I LOVE involving parents in the learning in my classroom. This parent letter is both an introduction to our next two units as well as a request for supplies. Many of the items used to teach this unit are recyclable items so I ask for help from parents and colleagues.
I begin this warm up by reviewing the work we did in our first lesson STEM & Sound - Day 1. I ask my students to share their research from our previous lesson with their workshop partners.
Today you get to design and build a solution to your problem from yesterday. Can you please take a look at your research from yesterday. Be sure to talk with your partner about the research you did and how this is going to help you with your plan. Remember an engineer has to come up with a lot of ideas so you can even share ideas that you have to help your partner.
As my students work I move from partnership to partnership listening in on their research and ideas with the purpose of assessing which students are already beginning to use their research to discuss their designs. This is the perfect opportunity to support or scaffold students who are still struggling with a plan.

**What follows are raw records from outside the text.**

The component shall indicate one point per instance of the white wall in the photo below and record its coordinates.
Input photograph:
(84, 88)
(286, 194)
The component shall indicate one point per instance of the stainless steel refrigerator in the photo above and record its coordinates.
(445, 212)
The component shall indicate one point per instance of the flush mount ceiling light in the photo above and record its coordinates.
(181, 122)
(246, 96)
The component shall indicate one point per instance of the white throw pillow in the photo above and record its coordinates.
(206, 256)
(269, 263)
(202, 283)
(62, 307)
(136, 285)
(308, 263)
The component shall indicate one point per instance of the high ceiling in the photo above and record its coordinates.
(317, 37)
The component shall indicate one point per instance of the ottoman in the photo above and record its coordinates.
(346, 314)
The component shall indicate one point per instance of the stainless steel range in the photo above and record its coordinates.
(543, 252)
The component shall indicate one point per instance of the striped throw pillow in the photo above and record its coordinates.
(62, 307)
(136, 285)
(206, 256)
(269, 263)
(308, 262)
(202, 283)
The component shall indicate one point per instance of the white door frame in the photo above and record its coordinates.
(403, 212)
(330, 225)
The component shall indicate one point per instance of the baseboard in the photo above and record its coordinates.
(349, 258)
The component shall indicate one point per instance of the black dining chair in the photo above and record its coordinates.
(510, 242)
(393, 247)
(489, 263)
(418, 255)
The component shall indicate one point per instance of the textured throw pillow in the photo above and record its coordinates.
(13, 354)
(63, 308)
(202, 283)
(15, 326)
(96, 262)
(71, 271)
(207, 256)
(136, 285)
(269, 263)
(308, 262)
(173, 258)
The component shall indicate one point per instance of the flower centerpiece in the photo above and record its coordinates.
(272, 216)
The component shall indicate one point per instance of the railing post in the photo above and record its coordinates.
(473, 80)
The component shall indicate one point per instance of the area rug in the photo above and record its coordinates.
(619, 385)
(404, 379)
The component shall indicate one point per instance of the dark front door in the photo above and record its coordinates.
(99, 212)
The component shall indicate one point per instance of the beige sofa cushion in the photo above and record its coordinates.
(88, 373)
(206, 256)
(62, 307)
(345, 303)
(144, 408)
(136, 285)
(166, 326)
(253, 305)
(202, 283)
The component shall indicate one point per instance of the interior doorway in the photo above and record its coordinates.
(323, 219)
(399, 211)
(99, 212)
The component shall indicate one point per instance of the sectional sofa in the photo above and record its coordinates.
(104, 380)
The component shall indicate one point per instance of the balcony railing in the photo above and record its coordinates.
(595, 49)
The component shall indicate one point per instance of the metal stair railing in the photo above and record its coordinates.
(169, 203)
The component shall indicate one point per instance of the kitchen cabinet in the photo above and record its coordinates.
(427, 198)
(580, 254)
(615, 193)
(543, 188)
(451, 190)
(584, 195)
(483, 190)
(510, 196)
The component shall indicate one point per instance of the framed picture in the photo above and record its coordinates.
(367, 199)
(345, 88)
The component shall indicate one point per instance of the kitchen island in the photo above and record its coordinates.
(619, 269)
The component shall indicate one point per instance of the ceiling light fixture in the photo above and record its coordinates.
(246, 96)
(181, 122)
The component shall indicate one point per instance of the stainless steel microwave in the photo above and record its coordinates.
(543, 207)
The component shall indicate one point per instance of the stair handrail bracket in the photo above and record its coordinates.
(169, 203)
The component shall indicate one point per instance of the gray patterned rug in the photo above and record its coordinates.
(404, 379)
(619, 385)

Once the research is complete, my students work with their partners to create a plan for their communication device. During this process the students have to work together to come up with ideas for creating the device. They need to discuss and draw out their plans. The hardest part for some children is deciding on a plan and/or communicating that plan. I partner my ELL students in a group with two other students who have strong oral language skills to help with the language development.

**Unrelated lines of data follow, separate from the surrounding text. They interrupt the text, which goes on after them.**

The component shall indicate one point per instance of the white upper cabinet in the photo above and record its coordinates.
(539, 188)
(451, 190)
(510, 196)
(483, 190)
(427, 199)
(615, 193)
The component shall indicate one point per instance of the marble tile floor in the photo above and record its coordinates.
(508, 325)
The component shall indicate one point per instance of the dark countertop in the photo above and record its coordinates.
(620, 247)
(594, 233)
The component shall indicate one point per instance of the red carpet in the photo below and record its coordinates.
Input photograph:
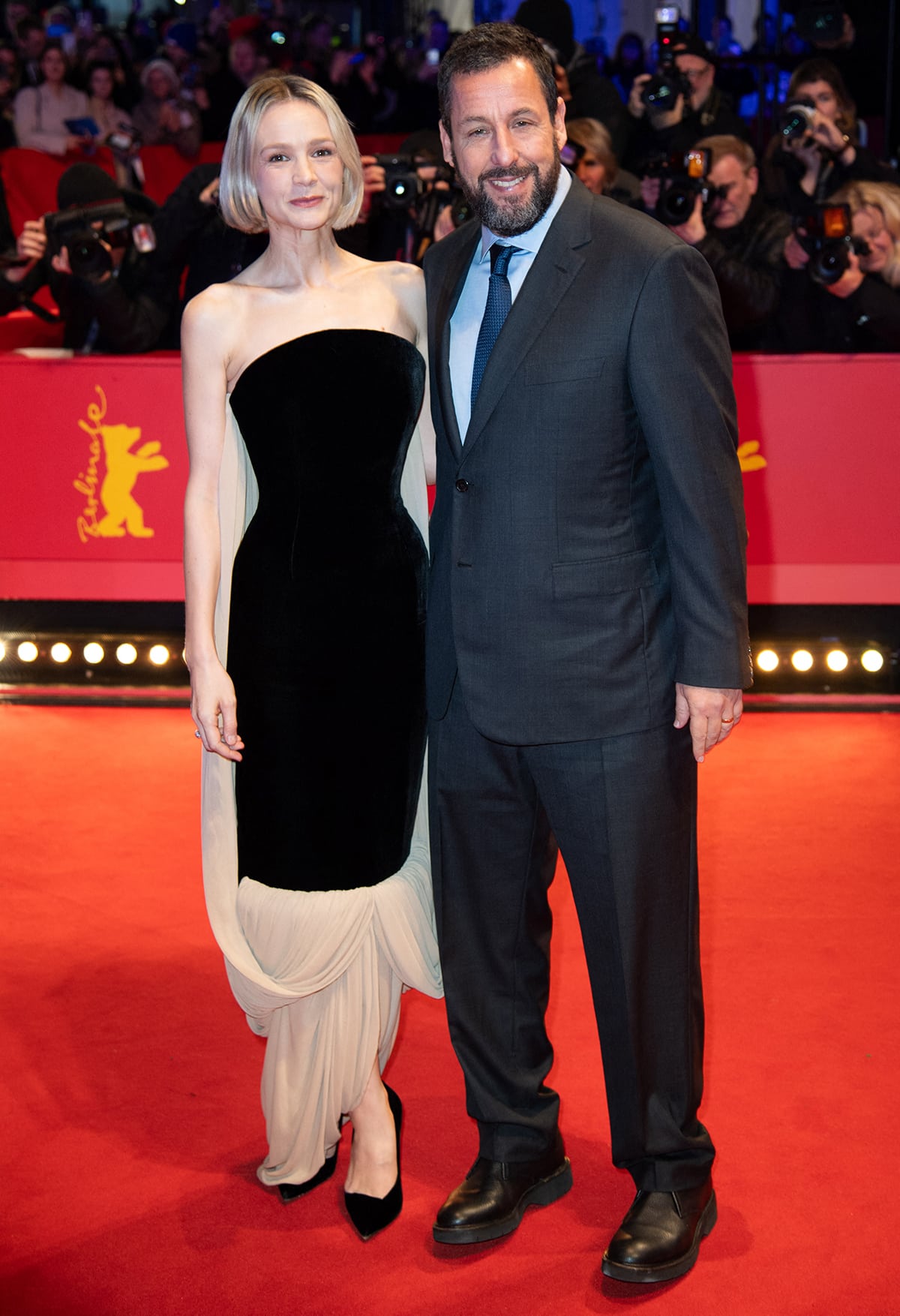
(129, 1080)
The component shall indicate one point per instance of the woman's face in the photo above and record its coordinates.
(823, 96)
(160, 85)
(868, 224)
(296, 167)
(242, 59)
(101, 83)
(591, 171)
(53, 66)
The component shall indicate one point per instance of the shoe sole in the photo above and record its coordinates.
(671, 1269)
(538, 1195)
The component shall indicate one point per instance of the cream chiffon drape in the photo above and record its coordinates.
(317, 973)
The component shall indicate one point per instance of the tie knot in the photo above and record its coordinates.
(500, 258)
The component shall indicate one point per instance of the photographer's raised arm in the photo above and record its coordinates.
(132, 321)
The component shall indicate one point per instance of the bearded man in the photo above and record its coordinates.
(587, 647)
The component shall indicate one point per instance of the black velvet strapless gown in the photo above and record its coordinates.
(326, 614)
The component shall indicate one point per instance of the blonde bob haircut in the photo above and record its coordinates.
(237, 194)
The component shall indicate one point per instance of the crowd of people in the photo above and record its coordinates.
(758, 216)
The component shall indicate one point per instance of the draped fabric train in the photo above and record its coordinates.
(328, 968)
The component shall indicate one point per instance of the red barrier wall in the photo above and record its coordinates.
(96, 462)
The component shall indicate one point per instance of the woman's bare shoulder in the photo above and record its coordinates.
(406, 282)
(218, 312)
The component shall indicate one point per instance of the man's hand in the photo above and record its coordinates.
(692, 230)
(794, 253)
(636, 106)
(31, 245)
(711, 714)
(32, 241)
(849, 281)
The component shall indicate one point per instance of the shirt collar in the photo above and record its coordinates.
(532, 239)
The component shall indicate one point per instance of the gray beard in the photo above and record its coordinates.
(518, 216)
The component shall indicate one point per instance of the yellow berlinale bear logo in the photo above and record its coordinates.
(750, 457)
(111, 509)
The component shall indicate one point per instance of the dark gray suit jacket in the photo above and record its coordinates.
(589, 540)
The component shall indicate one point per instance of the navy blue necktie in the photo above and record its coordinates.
(495, 311)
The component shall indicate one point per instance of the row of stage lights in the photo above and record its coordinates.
(91, 660)
(833, 658)
(94, 653)
(781, 666)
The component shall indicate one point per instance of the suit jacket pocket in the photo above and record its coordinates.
(604, 575)
(563, 370)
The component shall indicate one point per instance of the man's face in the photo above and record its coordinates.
(504, 145)
(728, 171)
(700, 74)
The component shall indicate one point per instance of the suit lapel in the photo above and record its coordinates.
(449, 294)
(553, 272)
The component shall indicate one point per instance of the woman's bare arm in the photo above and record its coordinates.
(207, 331)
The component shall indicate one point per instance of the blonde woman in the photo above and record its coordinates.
(303, 386)
(875, 209)
(596, 165)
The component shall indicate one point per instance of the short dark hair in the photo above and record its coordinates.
(488, 47)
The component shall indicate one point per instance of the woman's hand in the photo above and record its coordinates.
(214, 708)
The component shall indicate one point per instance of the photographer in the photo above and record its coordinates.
(586, 91)
(44, 113)
(112, 299)
(696, 110)
(410, 203)
(816, 149)
(164, 116)
(740, 236)
(836, 296)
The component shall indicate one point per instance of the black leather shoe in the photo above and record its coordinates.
(661, 1235)
(291, 1191)
(371, 1215)
(493, 1199)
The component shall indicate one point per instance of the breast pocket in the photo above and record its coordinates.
(565, 370)
(629, 572)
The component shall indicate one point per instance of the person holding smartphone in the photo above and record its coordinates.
(41, 113)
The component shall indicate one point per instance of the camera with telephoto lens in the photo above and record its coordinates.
(796, 119)
(88, 232)
(401, 183)
(682, 181)
(664, 89)
(825, 235)
(124, 140)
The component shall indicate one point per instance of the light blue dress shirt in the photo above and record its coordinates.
(467, 317)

Boys and girls you have done some great research. You learned how far this device will need to reach and the materials you can use to create this device. Now let's look back at our Engineering Poster. The next step for you engineers is to brainstorm. Brainstorming is just a fancy word for coming up with ideas! Once you have a couple of ideas you have to pick the idea that you both think will work. You have to be agreeable! Be sure to draw out a diagram of your plan on the STEM Project Page. Don't forget to label all the parts of your diagram so I can see what you need when you come to the materials station.
As a management tool I have the Engineering and Design Process Poster projected on our Interactive Whiteboard. I put my student's photos on magnets and as the children move through the different steps of the Engineering Design Process they move their photo to that step. This allows me to check in with groups and keep track of of who is still designing, evaluating or building.

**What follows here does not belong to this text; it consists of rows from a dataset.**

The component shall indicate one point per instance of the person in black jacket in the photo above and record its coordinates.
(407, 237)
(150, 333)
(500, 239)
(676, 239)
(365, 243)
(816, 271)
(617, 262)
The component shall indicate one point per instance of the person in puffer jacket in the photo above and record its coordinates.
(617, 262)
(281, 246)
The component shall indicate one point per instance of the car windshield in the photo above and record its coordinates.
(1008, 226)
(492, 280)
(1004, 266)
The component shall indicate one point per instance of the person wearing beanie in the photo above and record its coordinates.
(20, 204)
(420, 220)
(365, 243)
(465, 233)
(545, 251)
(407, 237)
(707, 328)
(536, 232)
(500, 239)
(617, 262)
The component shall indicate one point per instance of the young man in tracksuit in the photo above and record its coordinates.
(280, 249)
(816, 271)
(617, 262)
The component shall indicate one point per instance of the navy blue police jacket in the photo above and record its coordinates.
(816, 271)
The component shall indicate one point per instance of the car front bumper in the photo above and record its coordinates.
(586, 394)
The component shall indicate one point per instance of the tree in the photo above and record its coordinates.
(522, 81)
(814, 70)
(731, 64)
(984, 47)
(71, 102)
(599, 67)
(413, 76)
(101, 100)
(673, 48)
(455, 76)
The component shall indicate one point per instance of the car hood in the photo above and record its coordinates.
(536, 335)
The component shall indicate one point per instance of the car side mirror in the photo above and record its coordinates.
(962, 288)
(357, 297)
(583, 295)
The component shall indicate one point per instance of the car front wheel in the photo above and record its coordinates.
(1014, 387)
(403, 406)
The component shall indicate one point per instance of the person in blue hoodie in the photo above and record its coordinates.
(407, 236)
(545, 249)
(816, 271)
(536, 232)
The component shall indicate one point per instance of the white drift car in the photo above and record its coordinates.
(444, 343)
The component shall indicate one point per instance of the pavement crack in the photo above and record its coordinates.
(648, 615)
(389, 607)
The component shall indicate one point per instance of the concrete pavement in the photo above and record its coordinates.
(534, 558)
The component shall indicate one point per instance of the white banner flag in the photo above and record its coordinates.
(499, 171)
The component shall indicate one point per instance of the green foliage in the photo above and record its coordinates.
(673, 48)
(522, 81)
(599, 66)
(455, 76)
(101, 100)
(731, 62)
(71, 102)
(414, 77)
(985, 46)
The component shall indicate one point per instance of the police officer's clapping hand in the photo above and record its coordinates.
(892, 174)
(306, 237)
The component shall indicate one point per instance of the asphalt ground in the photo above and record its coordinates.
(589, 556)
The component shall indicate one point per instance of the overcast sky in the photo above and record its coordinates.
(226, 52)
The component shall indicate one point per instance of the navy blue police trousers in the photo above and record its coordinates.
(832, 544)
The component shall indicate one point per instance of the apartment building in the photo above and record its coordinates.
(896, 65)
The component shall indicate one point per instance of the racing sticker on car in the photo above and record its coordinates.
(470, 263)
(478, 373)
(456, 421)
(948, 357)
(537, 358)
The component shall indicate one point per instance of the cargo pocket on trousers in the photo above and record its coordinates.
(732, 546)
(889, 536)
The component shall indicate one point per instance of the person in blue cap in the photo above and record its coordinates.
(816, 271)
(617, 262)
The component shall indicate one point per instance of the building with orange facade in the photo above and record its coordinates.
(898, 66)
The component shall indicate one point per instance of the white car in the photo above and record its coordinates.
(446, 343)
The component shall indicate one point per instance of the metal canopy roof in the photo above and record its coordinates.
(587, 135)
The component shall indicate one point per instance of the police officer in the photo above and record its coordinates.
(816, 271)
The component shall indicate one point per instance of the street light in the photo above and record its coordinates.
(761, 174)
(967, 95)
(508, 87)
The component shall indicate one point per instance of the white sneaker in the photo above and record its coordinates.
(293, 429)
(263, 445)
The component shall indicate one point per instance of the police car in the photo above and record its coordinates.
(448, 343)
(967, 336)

As my students work I walk around and confer with each group naming and noticing the smart thinking happening. Conferring is the process of listening and recording the work the student or students are doing and then compliment the work. As I listen, I research a teaching point and then work to provide clarification through questioning, modeling and reteaching. During this time I guide problem solving skills as well. This is perfect time for listening and assessing my student's ability to share ideas and work in a partnership. I am also careful to use all disagreements as a wonderful teaching opportunity.
In this next section the children get to build their models. They need to bring their STEM Project Page to the materials station to collect their supplies. Once they have their supplies I send them off to work. My give my students time to build their models. As my students work I walk around and confer with each partnership. I act more as a facilitator asking questions and taking notes.
In this section my students have a chance to test out their projects to find out if it works. If it works they record that on the STEM Project Page. I want my students to tell why they thought it was successful. If the design doesn't work they write that on the STEM Project Page and then try again. They record on the project page why it didn't work and what they think needs to be changed. I ask them to think about why it didn't work and try to find a way to fix the problem and rebuild. I am sure to leave a lot of time for my students to test their model. I keep the materials for a series of days for redesign and allow my students time to find a way to solve the problem.
As a formative assessment and after the project is completed I ask each of my students to show me how they have created the design and present their models to the class. I ask the children to report their finding to the class stating what worked and what didn't work.